‘I’m Banned From The Gamestop at the Tacoma Mall’: Campus united through comedy
Puget Sound’s improv and sketch comedy club, Ubiquitous They, drew a large and rambunctious crowd for their show “I’m Banned from the Gamestop at the Tacoma Mall” in Rausch Auditorium on Friday Nov. 30.
The late night show, which ran from 9 p.m. to 11 p.m., opened with the improv group, who played several classic improv games for the gathering crowd. In one game called “Four-way dub” four members of the improv team supplied voices for each other and lip synched the improvised dubbing with hilariously chaotic results.
At 9:30 the much-anticipated main event, the sketch show, began. Similar to Saturday Night Live, the show featured a series of 14 comedic sketches including anywhere from one to all 13 members of the production.
The skits started with a bang with “ASTRO” a scene in which the two club presidents, Sam Doubek 19’ and Molly McLean 19’ lip synched an extremely amusing and somewhat risque rendition of the song “Fever” complete with a mustache, fur coat and balloons.
The sketch show is put on once per semester and is written, performed, directed and designed entirely by students. The group plans the event in weekly meetings where they research, write and practice sketches together. “We try to make it as collaborative as possible and let everyone comment and suggest changes,” Doubek said in an interview with The Trail.
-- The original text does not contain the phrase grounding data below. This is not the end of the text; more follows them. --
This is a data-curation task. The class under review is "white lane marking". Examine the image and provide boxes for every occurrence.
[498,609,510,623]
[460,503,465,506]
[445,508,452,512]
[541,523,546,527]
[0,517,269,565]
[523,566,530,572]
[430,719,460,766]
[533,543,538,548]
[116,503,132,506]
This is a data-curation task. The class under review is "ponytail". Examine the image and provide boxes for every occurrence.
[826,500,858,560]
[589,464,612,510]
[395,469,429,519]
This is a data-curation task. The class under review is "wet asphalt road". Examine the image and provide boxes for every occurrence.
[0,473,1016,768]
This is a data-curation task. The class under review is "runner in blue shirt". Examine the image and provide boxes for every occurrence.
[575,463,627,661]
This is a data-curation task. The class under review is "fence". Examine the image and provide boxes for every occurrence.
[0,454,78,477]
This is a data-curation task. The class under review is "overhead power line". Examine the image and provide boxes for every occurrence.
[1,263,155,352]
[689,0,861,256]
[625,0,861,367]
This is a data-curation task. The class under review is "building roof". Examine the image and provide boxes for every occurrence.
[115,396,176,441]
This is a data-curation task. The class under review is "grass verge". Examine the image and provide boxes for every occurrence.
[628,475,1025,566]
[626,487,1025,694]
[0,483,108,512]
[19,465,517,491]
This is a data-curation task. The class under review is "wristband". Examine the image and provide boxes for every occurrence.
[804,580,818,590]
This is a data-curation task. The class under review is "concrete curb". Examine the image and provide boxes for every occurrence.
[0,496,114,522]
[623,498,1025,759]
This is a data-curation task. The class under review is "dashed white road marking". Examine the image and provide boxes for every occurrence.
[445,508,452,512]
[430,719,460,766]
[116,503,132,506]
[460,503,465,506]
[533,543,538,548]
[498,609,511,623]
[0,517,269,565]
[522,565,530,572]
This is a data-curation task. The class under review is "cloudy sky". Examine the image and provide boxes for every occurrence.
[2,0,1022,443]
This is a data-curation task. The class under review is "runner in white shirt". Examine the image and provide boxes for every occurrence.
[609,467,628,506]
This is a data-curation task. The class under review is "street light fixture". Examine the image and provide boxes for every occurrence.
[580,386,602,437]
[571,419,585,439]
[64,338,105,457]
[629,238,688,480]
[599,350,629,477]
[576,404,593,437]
All of the hard work paid off Friday night as the audience laughed and cheered for every nuanced performance, their laughter not sparing a single joke. The cast in turn delivered every line with unabashed enthusiasm.
The beauty of Ubiquitous They is in both their unity and diversity.
“In UT there’s sort of a space for people from different social groups on campus who all like performing to come together and give their own voice — it’s like the most democratic theater on campus in my opinion,” Doubek said.
This culture of acceptance was apparent in the dynamics of the performers as well as the enthusiasm of the audience.
“It’s given me some of my best friends and some of my most fun memories. It’s such an amazing exercise in becoming confident in yourself and being an idiot in front people,” Doubek said.
Not only was the environment positive, “Ubiquitous They” also used comedy as a social message. In “Campus Life,” the group poked fun at the privileged culture on campus that many can be blind to.
“I think comedy can be a really good way to hold a mirror up to people as corny as that sounds — it’s almost a really approachable way to call people out,” Doubek said of the skit. “I want people to sit in the audience and see us making fun of them and go, like, ‘Ah God, that’s totally something I do. I should probably stop that.’”
Along with the satire,“I’m Banned from the Gamestop at the Tacoma Mall” was able to bring together many different groups at Puget Sound and unify them through comedy. The success of the program was a testament to the devotion and talent of the cast and crew.